Why the cost asymmetry matters
Pretraining a frontier model costs hundreds of millions of dollars in compute. The entire post-training pipeline — SFT data curation, reward model training, RLHF or DPO runs, safety red-teaming — typically costs a small fraction of that. Yet post-training is where most of the behavioral differentiation between models happens. Two models pretrained on identical data will behave very differently after different post-training choices. This is why fine-tuning an existing base model is so economically attractive: you're piggybacking on the expensive pretraining and spending your budget where it changes behavior most.
FAQ
How long does it take to pretrain an LLM?

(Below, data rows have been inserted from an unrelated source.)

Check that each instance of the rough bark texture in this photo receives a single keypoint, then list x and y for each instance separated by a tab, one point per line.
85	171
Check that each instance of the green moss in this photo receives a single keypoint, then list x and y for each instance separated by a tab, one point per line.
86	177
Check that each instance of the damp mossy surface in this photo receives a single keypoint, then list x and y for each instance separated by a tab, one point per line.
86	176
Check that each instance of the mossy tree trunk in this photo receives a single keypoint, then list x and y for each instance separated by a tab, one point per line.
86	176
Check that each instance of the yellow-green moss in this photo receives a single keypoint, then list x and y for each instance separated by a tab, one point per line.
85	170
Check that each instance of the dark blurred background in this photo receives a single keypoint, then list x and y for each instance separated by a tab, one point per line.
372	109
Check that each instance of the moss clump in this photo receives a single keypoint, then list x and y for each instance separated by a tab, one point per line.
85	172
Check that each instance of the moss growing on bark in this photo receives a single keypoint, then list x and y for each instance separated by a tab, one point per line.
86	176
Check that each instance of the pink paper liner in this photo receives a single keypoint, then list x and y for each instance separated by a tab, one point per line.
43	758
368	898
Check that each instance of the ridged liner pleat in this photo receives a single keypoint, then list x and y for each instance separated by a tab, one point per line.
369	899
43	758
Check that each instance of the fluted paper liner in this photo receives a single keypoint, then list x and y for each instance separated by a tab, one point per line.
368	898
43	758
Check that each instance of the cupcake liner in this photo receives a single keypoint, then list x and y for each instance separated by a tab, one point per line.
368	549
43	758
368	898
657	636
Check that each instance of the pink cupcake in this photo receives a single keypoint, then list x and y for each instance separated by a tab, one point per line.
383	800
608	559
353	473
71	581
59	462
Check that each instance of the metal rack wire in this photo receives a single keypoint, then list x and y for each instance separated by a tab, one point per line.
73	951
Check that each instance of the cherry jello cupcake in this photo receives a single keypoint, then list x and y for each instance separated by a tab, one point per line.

For frontier models, pretraining runs for weeks to months on thousands of specialized GPUs or TPUs. Llama 3's 405B model, for example, used clusters of tens of thousands of H100 GPUs. Smaller models (7–13B parameters) can be pretrained in days on a few hundred GPUs, which is why open-source mid-size models are practical for research teams.
What is the difference between fine-tuning and pretraining?
Pretraining trains a model from scratch on a massive general-purpose corpus — this is where foundational language knowledge is acquired. Fine-tuning starts from an already-trained model and continues training on a smaller, more targeted dataset to shift behavior toward a specific task, style, or domain. Fine-tuning is orders of magnitude cheaper because the model's weights are already close to useful.
Can I pretrain my own LLM?
Technically yes, practically almost never for frontier-scale models. Pretraining at the scale of a frontier model like the GPT-5 series or Claude's Opus models requires infrastructure that costs hundreds of millions of dollars. Research teams working with smaller budgets typically use 1–7B parameter models trained on filtered web data, or start from a publicly released base model like Llama 4. For most builders, continued pretraining or SFT on top of an existing base is the realistic path.
What is RLHF and why is it needed?
Reinforcement Learning from Human Feedback (RLHF) is an alignment technique where human raters compare model outputs and a reward model is trained on their preferences. The main model is then optimized to produce outputs the reward model scores highly. It's needed because SFT alone teaches the model to imitate good responses, but doesn't reliably surface which outputs humans actually prefer — especially for subjective qualities like helpfulness, tone, and safety.
What replaced RLHF in modern models?
Direct Preference Optimization (DPO) is the most widely adopted alternative. It achieves similar alignment to RLHF without training a separate reward model, by directly fine-tuning the policy on preferred vs. rejected output pairs. DPO is simpler, more stable, and has become dominant in open-source training pipelines. Some labs also use Constitutional AI (Anthropic) or RLAIF, where an AI model rather than human raters provides the preference signal.
Does post-training change what the model knows?
Not in a fundamental way. Post-training shapes how the model uses its knowledge — following instructions, being concise, refusing harmful requests — but the underlying knowledge base comes from pretraining. You can teach a model new behaviors in SFT, but reliably injecting new factual knowledge is hard and often causes the model to hallucinate. For up-to-date knowledge, retrieval-augmented generation (RAG) is more reliable than fine-tuning.